Ai fini del riconoscimento presuntivo del nesso causale tra l'esposizione a rischio e la malattia diagnosticata, occorre dimostrare “in fatto” l'esistenza di atti o comportamenti che denotino una costrizione organizzativa potenzialmente lesiva dell'integrità psico-fisica del lavoratore. Tale accertamento richiede una dimostrazione in fatto sulle modalità e sui presupposti causativi dell'effetto patologico: non è, infatti, sufficiente comprovare l'assegnazione a mansioni aventi i caratteri esemplificativi - o assimilabili - elencati nella Lista II, Gruppo 7, né la sola natura stressogena della patologia. Occorre provare l'esistenza di una deviazione consapevole da un modello organizzativo fisiologico che crei condizioni di marginalizzazione dall'attività lavorativa, inattività forzata, dequalificazione o eccessiva frammentazione delle mansioni, impedimenti o carenze sistematiche di natura informativa e strumentale nonché esasperate forme di controllo. Ed è in presenza di tali condizioni che la prova della reiterazione e dell'intento persecutorio di condotte datoriali orientate alla “costrittività organizzativa” si pone in stretta connessione causale con il disturbo psichico diagnosticato, rilevante anche ai fini della copertura assicurativa. L'inserimento della malattia denunciata tra quelle tabellate, ai sensi dell'art. 3 DPR 1124/1965, comporta, infatti, il riconoscimento di una presunzione legale di origine professionale. Ciò, a condizione che il lavoratore dimostri di essere stato adibito ad una lavorazione tabellata – o, comunque, di essere stato esposto ad un rischio ambientale derivante da quella lavorazione - e che la malattia si sia manifestata e sia stata denunciata entro il termine previsto per l'indennizzabilità (cfr. Cass. n. 3207/2019). Rischio assicurato.
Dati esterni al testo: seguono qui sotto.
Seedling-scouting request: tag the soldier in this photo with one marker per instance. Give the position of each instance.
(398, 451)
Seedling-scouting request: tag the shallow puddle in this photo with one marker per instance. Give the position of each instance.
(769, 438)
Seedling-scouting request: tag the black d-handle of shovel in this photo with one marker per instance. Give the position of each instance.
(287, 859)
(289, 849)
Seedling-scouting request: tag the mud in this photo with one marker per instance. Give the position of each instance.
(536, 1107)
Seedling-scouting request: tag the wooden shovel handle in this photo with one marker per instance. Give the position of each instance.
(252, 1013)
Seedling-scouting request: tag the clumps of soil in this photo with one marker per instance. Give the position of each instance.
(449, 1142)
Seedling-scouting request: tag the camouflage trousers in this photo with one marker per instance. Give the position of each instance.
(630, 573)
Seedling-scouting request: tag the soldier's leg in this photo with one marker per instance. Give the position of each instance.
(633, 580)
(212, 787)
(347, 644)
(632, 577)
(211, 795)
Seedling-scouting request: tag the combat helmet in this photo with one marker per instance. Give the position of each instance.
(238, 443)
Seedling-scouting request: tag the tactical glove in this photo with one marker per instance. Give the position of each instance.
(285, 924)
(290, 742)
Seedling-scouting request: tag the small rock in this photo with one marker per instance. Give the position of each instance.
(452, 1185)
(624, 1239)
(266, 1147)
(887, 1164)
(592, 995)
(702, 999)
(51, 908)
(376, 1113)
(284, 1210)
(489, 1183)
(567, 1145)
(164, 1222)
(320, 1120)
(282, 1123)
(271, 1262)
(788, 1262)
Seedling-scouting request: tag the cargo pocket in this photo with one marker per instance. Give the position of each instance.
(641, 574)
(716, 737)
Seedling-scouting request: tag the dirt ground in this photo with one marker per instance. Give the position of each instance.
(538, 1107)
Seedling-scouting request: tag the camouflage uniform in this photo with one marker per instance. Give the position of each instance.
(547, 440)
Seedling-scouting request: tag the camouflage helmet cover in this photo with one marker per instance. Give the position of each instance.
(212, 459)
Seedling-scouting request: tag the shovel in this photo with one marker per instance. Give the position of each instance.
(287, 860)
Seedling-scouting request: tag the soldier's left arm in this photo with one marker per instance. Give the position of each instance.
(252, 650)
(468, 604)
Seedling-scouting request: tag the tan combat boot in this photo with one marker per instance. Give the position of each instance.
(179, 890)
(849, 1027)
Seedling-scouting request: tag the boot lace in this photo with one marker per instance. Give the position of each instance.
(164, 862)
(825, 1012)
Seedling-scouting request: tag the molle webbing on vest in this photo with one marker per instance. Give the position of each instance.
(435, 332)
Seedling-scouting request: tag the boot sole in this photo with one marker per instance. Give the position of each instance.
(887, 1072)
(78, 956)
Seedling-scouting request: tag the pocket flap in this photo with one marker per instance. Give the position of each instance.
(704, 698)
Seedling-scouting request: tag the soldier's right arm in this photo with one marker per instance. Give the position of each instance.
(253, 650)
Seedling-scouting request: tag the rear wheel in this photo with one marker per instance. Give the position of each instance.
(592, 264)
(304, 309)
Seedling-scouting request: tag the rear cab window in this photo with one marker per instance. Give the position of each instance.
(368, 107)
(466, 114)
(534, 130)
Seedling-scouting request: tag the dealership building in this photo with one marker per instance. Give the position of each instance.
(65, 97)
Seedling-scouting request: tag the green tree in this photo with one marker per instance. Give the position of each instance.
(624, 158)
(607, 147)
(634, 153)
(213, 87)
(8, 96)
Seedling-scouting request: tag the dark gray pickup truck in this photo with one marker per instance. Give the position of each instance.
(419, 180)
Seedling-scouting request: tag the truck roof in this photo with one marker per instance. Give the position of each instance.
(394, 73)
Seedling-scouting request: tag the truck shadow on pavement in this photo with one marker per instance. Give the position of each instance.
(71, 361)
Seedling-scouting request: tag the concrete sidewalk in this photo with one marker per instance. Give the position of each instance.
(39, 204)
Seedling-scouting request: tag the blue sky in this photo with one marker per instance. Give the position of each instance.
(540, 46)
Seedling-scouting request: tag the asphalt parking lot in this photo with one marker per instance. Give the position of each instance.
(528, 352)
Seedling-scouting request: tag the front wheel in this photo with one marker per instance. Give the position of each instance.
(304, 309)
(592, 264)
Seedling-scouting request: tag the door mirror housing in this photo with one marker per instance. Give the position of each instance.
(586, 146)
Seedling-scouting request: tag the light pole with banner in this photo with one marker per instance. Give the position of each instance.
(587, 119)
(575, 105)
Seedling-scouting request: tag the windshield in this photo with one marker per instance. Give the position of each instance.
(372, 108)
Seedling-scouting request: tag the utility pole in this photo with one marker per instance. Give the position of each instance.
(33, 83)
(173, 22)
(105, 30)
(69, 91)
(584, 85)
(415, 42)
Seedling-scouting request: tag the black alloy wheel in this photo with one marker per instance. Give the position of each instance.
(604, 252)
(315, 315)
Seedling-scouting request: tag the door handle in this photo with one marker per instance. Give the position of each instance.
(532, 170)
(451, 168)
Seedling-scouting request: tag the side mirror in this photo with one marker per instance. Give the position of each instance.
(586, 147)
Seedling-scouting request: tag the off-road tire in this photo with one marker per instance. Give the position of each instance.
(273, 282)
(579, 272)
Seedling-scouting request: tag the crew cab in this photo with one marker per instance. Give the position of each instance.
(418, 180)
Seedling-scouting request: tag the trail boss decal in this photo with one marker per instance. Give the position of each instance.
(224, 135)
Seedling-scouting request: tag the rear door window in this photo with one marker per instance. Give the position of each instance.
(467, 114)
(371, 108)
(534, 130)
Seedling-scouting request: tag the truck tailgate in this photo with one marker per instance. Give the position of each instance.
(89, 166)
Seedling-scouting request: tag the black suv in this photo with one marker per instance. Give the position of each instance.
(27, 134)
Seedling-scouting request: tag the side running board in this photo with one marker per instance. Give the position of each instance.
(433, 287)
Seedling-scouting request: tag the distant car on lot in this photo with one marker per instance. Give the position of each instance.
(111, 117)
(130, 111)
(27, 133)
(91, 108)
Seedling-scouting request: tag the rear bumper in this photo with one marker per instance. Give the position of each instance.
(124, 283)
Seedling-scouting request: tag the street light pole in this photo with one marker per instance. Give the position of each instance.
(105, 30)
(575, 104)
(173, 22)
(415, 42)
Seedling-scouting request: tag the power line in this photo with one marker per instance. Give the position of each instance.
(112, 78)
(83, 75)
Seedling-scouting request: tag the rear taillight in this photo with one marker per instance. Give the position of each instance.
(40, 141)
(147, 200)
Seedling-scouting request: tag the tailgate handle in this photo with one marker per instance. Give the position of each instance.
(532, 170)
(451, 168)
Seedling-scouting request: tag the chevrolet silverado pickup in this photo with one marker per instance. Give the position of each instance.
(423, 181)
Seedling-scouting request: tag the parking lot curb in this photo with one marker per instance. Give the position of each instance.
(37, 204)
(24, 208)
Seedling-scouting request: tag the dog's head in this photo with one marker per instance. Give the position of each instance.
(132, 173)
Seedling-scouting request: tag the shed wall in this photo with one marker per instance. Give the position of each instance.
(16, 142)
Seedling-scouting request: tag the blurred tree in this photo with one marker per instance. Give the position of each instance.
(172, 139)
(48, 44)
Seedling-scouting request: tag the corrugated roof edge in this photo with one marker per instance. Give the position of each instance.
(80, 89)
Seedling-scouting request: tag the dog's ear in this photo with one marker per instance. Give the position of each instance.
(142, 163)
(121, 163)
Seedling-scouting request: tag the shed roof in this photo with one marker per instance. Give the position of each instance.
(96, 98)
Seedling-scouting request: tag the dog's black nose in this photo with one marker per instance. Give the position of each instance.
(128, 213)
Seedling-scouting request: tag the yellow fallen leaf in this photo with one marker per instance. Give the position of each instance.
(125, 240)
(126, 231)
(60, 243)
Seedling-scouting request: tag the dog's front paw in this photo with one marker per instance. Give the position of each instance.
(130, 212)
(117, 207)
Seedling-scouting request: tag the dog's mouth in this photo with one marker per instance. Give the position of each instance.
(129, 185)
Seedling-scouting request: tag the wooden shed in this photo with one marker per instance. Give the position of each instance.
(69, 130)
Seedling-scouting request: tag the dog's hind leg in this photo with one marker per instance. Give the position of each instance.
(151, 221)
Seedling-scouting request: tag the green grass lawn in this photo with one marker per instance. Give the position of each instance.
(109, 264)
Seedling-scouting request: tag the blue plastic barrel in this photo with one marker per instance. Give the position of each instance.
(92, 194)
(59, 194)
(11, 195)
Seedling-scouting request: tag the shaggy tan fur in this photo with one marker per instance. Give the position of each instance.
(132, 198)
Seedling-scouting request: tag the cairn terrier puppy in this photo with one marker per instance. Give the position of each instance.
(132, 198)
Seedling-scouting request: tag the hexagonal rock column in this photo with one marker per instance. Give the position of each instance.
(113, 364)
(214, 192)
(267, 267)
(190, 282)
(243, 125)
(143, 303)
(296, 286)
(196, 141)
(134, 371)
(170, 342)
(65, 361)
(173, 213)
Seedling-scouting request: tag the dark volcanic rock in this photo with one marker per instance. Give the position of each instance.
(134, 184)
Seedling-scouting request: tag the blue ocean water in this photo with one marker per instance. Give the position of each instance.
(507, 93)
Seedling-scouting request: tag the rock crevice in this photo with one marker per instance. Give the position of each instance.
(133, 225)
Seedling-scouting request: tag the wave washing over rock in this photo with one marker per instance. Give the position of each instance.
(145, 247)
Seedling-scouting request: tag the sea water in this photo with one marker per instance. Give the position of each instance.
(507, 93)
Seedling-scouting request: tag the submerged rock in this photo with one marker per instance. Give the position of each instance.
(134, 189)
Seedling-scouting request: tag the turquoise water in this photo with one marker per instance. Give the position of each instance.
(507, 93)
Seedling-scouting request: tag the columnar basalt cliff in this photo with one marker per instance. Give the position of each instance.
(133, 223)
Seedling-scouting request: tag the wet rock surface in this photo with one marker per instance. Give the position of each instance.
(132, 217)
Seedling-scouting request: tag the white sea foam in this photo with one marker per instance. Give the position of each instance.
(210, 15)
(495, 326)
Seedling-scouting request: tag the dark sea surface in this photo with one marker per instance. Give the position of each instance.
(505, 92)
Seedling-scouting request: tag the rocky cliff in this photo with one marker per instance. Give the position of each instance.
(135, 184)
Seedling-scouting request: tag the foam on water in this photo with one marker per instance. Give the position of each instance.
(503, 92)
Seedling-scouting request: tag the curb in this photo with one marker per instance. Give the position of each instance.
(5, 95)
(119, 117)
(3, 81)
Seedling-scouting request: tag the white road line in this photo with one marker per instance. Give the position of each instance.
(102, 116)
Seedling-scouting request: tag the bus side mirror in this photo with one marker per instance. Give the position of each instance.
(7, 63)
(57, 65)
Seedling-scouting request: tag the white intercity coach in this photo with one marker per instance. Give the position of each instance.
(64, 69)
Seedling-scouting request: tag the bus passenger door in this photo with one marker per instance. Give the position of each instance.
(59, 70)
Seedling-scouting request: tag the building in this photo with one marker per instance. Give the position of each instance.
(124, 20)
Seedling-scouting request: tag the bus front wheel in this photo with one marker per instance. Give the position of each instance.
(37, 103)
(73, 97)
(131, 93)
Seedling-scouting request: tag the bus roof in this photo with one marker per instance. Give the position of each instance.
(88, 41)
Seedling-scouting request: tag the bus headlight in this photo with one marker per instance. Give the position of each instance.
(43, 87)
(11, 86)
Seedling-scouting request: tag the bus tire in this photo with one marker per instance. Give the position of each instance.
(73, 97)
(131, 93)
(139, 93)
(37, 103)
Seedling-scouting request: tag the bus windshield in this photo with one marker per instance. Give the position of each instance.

È vero che “la costrittività organizzativa” o il mobbing, nelle loro diverse manifestazioni, possono essere presi in considerazione in ambito INAIL e che il loro inserimento nelle tabelle di cui all'art. 139 DPR 1124/1965 può assumere valore indiziario. Tuttavia, ciò non significa che la sola presenza di un disturbo psichico connesso con il lavoro svolto costituisca, di per sé, motivo sufficiente per ottenere la copertura assicurativa, dovendo la fattispecie rimanere soggetta alle regole proprie delle malattie c.d. “tabellate”. In altri termini, affinché si verifichi il rischio assicurato o una responsabilità del datore di lavoro “è necessario che la situazione lavorativa intercetti una situazione obiettiva di nocività, perché il rapporto interpersonale interno ad un'organizzazione, inserito in una relazione continuativa, è in sé possibile fonte di tensioni, il cui sfociare in una malattia del lavoratore non può in sé dirsi ragione per la qualificazione in termini morbigeni dell'attività svolta, se non quando risulti l'eccedenza dalla norma, per fattori intenzionali (mobbing), per inadempimenti (dequalificazioni; svuotamento mansioni) o ricorrenze indebitamente stressogene (straining), anche sotto il profilo della perdurante eccedenza dei carichi o, al contrario, di vicende di emarginazione e simili” (cfr. Cass. n. 8948/2018). In questo contesto assume rilievo non solo il “rischio specifico” insito nella lavorazione, ma anche il c.d. “rischio specifico improprio”, ossia quello non strettamente connesso all'atto materiale della prestazione ma collegato al suo svolgimento. Ne consegue che la semplice insorgenza di una malattia non è di per sé sufficiente a dimostrare il nesso causale richiesto, se le condizioni di lavoro non eccedano la normale soglia dei rapporti professionali. E che la valutazione circa la “normalità” delle condizioni di lavoro non deve necessariamente fondarsi su valutazioni medico-legale, ma riguarda profili propri dei rapporti interpersonali nel contesto lavorativo, rientranti nella diretta competenza del giudice.